Under the Senate plan, Ms Luchey and her family would receive care at a reduced rate. “It would make a huge difference,” she says.
Part of the reason for the three-year phasing-in period, proponents say, is that there aren’t enough providers to meet the demand the new law would create.
Lawmakers hope that with training programs and dramatically increased payback rates, the industry will recover and attract new workers. They also have ideas for getting money straight to those in childcare — with the Senate offering $3,000 bonuses for childcare workers, and the Assembly giving providers $500 million in grants to keep them in business.
But even these lofty plans have limitations.
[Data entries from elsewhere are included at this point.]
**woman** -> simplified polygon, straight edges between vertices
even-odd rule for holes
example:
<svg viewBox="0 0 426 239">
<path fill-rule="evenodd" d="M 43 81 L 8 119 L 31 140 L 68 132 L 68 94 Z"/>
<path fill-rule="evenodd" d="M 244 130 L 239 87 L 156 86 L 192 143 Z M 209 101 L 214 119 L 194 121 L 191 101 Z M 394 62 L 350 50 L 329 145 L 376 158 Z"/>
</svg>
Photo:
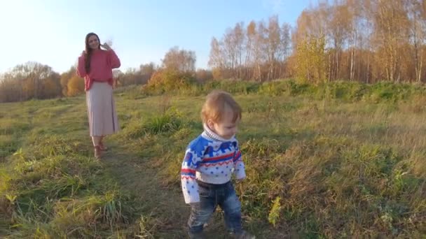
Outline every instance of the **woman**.
<svg viewBox="0 0 426 239">
<path fill-rule="evenodd" d="M 102 151 L 107 150 L 102 141 L 104 137 L 120 130 L 112 77 L 112 69 L 120 65 L 120 59 L 109 45 L 101 45 L 97 34 L 87 34 L 85 50 L 78 57 L 77 75 L 84 78 L 90 134 L 97 159 Z"/>
</svg>

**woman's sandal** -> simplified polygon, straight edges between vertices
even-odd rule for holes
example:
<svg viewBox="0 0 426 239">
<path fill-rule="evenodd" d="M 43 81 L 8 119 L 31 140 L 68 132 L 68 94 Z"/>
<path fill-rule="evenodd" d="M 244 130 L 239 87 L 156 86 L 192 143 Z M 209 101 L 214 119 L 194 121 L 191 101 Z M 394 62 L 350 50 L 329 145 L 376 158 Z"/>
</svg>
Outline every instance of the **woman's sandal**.
<svg viewBox="0 0 426 239">
<path fill-rule="evenodd" d="M 95 157 L 99 159 L 102 155 L 102 150 L 99 145 L 95 146 Z"/>
<path fill-rule="evenodd" d="M 108 147 L 105 145 L 104 145 L 104 143 L 100 142 L 99 143 L 99 147 L 100 147 L 101 150 L 102 151 L 107 151 L 108 150 Z"/>
</svg>

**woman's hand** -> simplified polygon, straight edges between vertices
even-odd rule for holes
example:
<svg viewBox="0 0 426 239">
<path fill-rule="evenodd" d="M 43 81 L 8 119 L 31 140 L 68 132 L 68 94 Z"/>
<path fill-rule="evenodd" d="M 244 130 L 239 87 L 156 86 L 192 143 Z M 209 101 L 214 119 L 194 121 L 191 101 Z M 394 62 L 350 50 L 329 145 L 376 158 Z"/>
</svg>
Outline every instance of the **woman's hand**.
<svg viewBox="0 0 426 239">
<path fill-rule="evenodd" d="M 104 43 L 104 44 L 101 45 L 101 46 L 102 46 L 102 48 L 104 48 L 104 49 L 105 49 L 105 50 L 111 50 L 111 48 L 109 47 L 109 45 L 108 45 L 106 43 Z"/>
</svg>

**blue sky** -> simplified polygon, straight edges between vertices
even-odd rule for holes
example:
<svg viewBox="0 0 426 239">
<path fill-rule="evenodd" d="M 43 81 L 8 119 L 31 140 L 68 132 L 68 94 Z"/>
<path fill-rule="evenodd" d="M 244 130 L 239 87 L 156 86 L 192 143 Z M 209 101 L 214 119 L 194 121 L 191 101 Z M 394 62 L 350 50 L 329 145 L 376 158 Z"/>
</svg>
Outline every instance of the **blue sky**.
<svg viewBox="0 0 426 239">
<path fill-rule="evenodd" d="M 38 61 L 62 73 L 76 62 L 88 32 L 113 41 L 121 70 L 160 64 L 171 48 L 195 52 L 207 68 L 213 36 L 237 22 L 267 21 L 294 25 L 311 0 L 15 0 L 0 2 L 0 73 Z"/>
</svg>

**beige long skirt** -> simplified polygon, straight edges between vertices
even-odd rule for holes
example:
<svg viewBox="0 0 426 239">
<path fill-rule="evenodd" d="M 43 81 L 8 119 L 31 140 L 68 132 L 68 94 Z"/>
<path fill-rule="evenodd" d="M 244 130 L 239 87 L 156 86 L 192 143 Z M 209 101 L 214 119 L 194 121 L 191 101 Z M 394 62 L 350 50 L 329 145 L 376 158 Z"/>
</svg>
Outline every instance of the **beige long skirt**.
<svg viewBox="0 0 426 239">
<path fill-rule="evenodd" d="M 113 134 L 120 130 L 112 87 L 107 82 L 94 82 L 86 92 L 90 136 Z"/>
</svg>

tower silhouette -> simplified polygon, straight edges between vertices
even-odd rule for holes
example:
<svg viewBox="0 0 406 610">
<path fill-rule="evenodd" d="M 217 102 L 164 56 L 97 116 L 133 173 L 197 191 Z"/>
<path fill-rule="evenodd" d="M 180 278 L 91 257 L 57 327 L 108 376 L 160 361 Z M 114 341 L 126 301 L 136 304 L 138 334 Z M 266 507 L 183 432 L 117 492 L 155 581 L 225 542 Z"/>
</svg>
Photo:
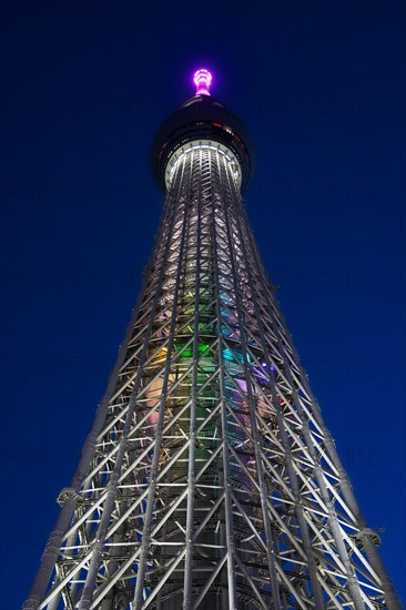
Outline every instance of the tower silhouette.
<svg viewBox="0 0 406 610">
<path fill-rule="evenodd" d="M 23 608 L 398 610 L 250 231 L 250 134 L 194 82 L 153 144 L 152 258 Z"/>
</svg>

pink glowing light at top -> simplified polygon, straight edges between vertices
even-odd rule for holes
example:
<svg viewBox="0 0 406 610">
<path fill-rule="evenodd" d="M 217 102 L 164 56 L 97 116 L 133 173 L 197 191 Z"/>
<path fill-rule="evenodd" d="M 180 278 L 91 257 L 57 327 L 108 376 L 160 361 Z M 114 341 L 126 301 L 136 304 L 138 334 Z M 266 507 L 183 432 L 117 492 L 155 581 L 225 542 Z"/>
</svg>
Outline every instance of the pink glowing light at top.
<svg viewBox="0 0 406 610">
<path fill-rule="evenodd" d="M 193 74 L 193 82 L 196 85 L 196 95 L 210 95 L 209 88 L 212 83 L 212 74 L 205 68 L 201 68 Z"/>
</svg>

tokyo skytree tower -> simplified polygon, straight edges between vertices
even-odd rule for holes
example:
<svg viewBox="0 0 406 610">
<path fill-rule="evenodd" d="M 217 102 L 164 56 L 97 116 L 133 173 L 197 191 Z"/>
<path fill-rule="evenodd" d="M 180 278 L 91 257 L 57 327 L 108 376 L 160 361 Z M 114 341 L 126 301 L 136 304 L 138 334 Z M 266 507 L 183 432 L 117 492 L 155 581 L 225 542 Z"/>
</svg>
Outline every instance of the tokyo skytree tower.
<svg viewBox="0 0 406 610">
<path fill-rule="evenodd" d="M 212 77 L 161 126 L 144 285 L 24 610 L 399 610 L 241 197 Z"/>
</svg>

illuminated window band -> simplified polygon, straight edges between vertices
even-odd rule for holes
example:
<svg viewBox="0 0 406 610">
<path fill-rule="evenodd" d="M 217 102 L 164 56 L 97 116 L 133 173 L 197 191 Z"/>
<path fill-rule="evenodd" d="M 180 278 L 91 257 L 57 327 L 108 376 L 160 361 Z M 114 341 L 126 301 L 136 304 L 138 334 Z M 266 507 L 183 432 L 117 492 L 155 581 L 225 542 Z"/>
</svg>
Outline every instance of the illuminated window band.
<svg viewBox="0 0 406 610">
<path fill-rule="evenodd" d="M 165 171 L 165 184 L 166 189 L 169 190 L 172 183 L 173 175 L 175 173 L 177 163 L 184 157 L 184 155 L 191 153 L 192 151 L 197 151 L 200 149 L 210 149 L 212 151 L 216 151 L 220 154 L 224 155 L 226 161 L 229 162 L 231 174 L 234 177 L 234 181 L 240 189 L 241 186 L 241 167 L 238 160 L 236 156 L 231 152 L 230 149 L 224 146 L 224 144 L 220 144 L 219 142 L 212 142 L 211 140 L 196 140 L 194 142 L 187 142 L 187 144 L 184 144 L 183 146 L 180 146 L 176 152 L 173 153 L 171 159 L 168 162 L 166 171 Z"/>
</svg>

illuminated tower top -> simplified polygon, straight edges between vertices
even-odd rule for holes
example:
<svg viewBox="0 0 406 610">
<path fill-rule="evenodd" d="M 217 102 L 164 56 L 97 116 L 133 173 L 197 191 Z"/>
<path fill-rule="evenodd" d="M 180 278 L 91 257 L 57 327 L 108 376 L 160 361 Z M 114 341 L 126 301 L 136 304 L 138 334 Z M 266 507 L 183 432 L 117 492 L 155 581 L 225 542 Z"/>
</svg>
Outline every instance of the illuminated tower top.
<svg viewBox="0 0 406 610">
<path fill-rule="evenodd" d="M 193 82 L 196 85 L 196 95 L 210 95 L 210 85 L 212 74 L 205 68 L 201 68 L 193 75 Z"/>
<path fill-rule="evenodd" d="M 171 170 L 193 143 L 219 148 L 236 167 L 245 191 L 254 172 L 254 146 L 244 123 L 210 93 L 212 74 L 205 68 L 193 74 L 196 93 L 163 123 L 152 146 L 152 170 L 163 192 L 170 189 Z"/>
</svg>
While the Senate plan will end job requirements that make it difficult for unemployed and immigrant families to find care, those requirements remain in the Assembly version. And while the Assembly includes funding for after-school programs, the Senate’s plan will cut support at age 5.
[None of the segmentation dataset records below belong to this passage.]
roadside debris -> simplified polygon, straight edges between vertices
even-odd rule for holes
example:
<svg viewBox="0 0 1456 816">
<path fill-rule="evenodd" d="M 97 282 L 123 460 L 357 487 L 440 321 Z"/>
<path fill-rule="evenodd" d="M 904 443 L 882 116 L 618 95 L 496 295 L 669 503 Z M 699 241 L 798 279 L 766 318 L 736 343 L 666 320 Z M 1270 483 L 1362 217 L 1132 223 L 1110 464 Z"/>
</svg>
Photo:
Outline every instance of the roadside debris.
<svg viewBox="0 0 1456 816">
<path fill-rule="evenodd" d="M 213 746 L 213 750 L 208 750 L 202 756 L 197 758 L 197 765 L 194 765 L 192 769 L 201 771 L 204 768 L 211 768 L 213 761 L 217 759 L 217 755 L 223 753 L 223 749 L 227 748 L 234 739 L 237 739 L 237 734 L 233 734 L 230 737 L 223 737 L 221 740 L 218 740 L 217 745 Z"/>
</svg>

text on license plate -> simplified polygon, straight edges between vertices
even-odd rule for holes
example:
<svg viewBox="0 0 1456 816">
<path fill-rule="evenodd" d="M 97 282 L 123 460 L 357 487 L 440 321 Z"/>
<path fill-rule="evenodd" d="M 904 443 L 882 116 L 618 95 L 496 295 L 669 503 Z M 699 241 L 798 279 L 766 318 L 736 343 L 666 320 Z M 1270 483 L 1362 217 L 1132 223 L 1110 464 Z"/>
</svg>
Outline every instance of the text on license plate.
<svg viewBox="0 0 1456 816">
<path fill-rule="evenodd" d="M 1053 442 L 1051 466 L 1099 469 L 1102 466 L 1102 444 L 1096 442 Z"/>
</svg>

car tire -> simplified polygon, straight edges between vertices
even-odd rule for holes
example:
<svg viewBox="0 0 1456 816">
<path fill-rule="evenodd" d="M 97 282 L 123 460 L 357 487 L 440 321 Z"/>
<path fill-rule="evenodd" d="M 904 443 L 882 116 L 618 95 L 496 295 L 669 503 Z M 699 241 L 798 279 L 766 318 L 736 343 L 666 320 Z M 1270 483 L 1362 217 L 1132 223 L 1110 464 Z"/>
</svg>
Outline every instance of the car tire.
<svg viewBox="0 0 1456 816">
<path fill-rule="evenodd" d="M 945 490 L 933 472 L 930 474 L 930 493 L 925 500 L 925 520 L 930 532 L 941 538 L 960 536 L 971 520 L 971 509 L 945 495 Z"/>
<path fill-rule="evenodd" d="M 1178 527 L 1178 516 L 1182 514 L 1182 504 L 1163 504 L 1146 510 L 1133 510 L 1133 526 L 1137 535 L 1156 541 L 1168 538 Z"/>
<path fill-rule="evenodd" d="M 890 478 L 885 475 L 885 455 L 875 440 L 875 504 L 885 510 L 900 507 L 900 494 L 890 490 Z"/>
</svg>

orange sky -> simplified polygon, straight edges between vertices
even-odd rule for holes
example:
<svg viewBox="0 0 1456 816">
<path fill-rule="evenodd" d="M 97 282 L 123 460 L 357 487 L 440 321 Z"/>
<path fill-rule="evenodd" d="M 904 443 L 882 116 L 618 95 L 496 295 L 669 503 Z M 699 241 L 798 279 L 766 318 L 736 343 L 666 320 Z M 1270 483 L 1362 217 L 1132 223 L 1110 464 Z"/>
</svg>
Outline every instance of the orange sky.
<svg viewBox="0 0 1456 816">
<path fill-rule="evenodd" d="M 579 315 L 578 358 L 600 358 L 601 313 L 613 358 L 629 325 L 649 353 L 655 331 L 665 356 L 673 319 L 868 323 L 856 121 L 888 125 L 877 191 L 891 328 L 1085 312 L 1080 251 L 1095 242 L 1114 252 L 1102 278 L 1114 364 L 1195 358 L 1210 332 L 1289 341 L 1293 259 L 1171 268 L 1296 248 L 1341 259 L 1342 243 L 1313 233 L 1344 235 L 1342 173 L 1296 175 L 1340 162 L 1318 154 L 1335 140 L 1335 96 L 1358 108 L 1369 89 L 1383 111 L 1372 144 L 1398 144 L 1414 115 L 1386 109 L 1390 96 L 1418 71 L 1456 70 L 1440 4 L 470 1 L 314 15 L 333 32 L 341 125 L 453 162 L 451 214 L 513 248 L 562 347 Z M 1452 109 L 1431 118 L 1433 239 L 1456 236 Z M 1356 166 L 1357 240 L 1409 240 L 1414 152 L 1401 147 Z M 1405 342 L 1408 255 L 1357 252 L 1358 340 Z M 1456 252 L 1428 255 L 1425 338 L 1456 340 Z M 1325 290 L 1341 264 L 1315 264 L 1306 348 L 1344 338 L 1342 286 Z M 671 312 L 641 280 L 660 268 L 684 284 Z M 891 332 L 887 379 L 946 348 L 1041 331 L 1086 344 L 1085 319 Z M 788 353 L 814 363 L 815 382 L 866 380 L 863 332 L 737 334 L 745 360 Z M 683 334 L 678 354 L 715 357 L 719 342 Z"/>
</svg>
Senator Brisport sees the Senate plan as a first step. As a former teacher, he envisions a system that resembles a public school – open to everyone from minimum wage workers to billionaires.
He finds it encouraging how far the proposals go and how they have been received. Already he says he can see the proposal shifting “from the realm of something fantastic, to something possible.”
In its budget, the Assembly is proposing to add $150 million in additional funding for pre-kindergarten programs, much of which would go to areas left out of previous funding rounds. The Senate pledged $250 million.
Past expansions of the pre-K system have pitted industries against each other in a competition for labor — wages are low in the childcare sector, while pre-K teachers earn more — but lawmakers hope this is the start of an integrated approach .
“Children are born learning. They learn every day,” said Westchester Congresswoman Amy Paulin, a pre-K advocate. “We’ve given pre-school education two different names. And maybe it’s time we call it that.”
Whatever plan emerges from the budget negotiations, lawmakers are hoping for support from Ms Hochul, who has a personal history with the issue: In 1988, when she was a young mother, she was forced to quit her own job as an office assistant. by US Senator Daniel Patrick Moynihan. She couldn’t find childcare.